Elsevier

Biochimie

Volume 95, Issue 8, August 2013, Pages 1593-1604
Biochimie

Research paper
Rooted phylogeny of the three superkingdoms

https://doi.org/10.1016/j.biochi.2013.04.016 Get rights and content

Highlights

  • Three superkingdom phylogeny was inferred from genome content of protein domains.

  • The most recent universal common ancestor, MRUCA is the complex root of the crown.

  • Eukaryotes evolve from MRUCA, not from bacteria or archaea.

  • MRUCA diverged primarily by reductive loss and duplication of protein domains.

  • There is little genesis of novel domains in the path from MRUCA to the crown.

Abstract

The traditional bacterial rooting of the three superkingdoms in sequence-based gene trees is inconsistent with new phylogenetic reconstructions based on genome content of compact protein domains. We find that protein domains at the level of the SCOP superfamily (SF) from sequenced genomes implement with maximum parsimony fully resolved rooted trees. Such genome content trees identify archaea and bacteria (akaryotes) as sister clades that diverge from an akaryote common ancestor, LACA. Several eukaryote sister clades diverge from a eukaryote common ancestor, LECA. LACA and LECA descend in parallel from the most recent universal common ancestor (MRUCA), which is not a bacterium. Rather, MRUCA presents 75% of the unique SFs encoded by extant genomes of the three superkingdoms, each encoding a proteome that partially overlaps all others. This alone implies that the common ancestor to the superkingdoms was very complex. Such ancestral complexity is confirmed by phylogenetic reconstructions. In addition, the divergence of proteomes from the complex ancestor in each superkingdom is both reductive in numbers of unique SFs as well as cumulative in the abundance of surviving SFs. These data suggest that the common ancestor was not the first cell lineage and that modern global phylogeny is the crown of a “recently” re-rooted tree. We suggest that a bottlenecked survivor of an environmental collapse, which preceded the flourishing of the modern crown, seeded the current phylogenetic tree.

Introduction

Charles Darwin's formulations of descent with modification and natural selection were rooted in the Nineteenth Century's Earth sciences and the perspective of long-term, continuous evolution of biological diversity inferred from the geological record [1], [2]. Nevertheless, a concurrent but contrasting view of abrupt evolutionary transition was championed by Georges Cuvier, who, among others, was influenced by observations of cataclysmic shifts of geological strata associated with abrupt breaks in the fossil succession [2]. Likewise, Louis Agassiz recognized the ice ages as powerful environmental signatures capable of punctuating the fossil record [2]. Though the Darwinian view now dominates evolutionary thought, there are six well-documented major global extinctions that have been identified in the most recent 800 MY of the geologic record [3], [4]. Five of these have been identified as global events in a paleontologic record that also is punctuated with numerous less extensive extinctions [3], [4]. The sixth event in the late Neoproterozoic: the so-called “Snowball Earth” may have produced survivors that were the ancestors to the Cambrian radiation [4]. Is the footprint of such a catastrophic event recognizable in the phylogenies of modern organisms?

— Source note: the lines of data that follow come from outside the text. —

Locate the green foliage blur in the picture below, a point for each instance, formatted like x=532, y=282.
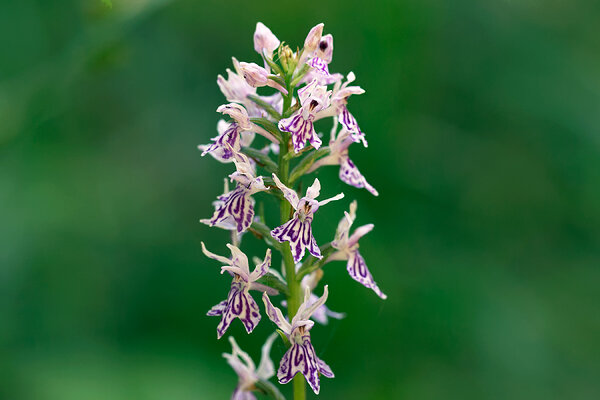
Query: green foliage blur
x=483, y=123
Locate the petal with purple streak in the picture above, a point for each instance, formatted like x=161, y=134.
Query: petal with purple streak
x=301, y=129
x=357, y=268
x=350, y=174
x=324, y=369
x=319, y=65
x=239, y=305
x=218, y=309
x=299, y=235
x=236, y=204
x=301, y=358
x=351, y=125
x=224, y=143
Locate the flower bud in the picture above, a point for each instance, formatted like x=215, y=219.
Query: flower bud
x=254, y=74
x=265, y=40
x=238, y=113
x=286, y=57
x=325, y=49
x=313, y=38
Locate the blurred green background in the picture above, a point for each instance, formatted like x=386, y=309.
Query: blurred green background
x=483, y=121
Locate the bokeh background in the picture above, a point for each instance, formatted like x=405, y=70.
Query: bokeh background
x=483, y=121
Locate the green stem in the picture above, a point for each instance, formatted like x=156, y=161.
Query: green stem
x=294, y=297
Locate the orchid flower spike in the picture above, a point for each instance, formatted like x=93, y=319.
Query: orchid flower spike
x=347, y=249
x=298, y=230
x=239, y=303
x=338, y=155
x=246, y=370
x=236, y=208
x=313, y=98
x=301, y=356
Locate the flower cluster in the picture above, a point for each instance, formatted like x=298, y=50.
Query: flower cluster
x=287, y=148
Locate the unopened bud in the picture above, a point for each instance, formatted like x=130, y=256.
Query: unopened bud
x=313, y=38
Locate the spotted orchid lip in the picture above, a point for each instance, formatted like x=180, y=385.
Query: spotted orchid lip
x=298, y=230
x=239, y=302
x=301, y=356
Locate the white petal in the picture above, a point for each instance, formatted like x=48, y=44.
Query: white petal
x=214, y=256
x=336, y=197
x=266, y=368
x=314, y=190
x=288, y=193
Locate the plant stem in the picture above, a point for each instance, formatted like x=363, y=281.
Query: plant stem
x=295, y=292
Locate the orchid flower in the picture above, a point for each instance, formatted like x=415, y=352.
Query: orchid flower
x=319, y=62
x=257, y=76
x=239, y=303
x=339, y=100
x=230, y=139
x=298, y=230
x=338, y=155
x=235, y=88
x=313, y=98
x=310, y=281
x=235, y=135
x=246, y=370
x=237, y=207
x=311, y=42
x=347, y=249
x=301, y=356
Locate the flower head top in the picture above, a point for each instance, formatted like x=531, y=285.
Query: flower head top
x=298, y=230
x=347, y=249
x=239, y=303
x=313, y=98
x=235, y=88
x=236, y=208
x=319, y=62
x=301, y=356
x=246, y=370
x=265, y=42
x=338, y=155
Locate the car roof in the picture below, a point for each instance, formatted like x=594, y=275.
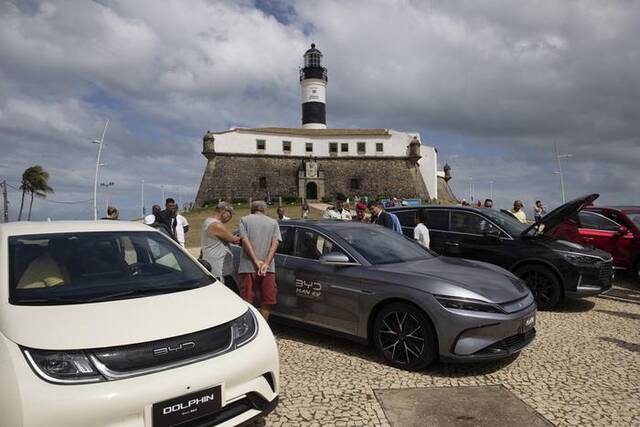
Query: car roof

When conditions are so inhospitable to life, as in the Snowball Earth scenario, the culling of species might be so extreme that few clades survive to propagate when conditions become more tolerable. If all but one or a few clades had been eliminated in such a mass extinction, the survivors though originally crown organisms would appear from a present day perspective to be the root ancestors of a new tree of phylogenetic diversity.

One sure sign that the present crown of the phylogenetic tree had been re-rooted and diversified after a mass extinction would be that an ancestor with an incongruously complex body plan, such as that of a frog, were identified at the root of the modern tree. Frogs are no one's idea of the first cellular common ancestor to the global phylogenetic tree. Equally incongruous would be a genome that encodes three fourths of all the compact protein domains so far identified in proteomes of the three modern superkingdoms. Such a genome is no one's idea of the genome of the ur-ancestor, i.e. the first cell and the root of Earth's first phylogenetic tree. It is just such an incongruously complex genome that we have reconstructed for the most recent universal common ancestor (MRUCA) of the modern crown of global phylogeny. Accordingly, we suggest that the modern crown is a re-diversified tree rooted in complex survivors of mass extinction events that occurred some time before the Cambrian radiation.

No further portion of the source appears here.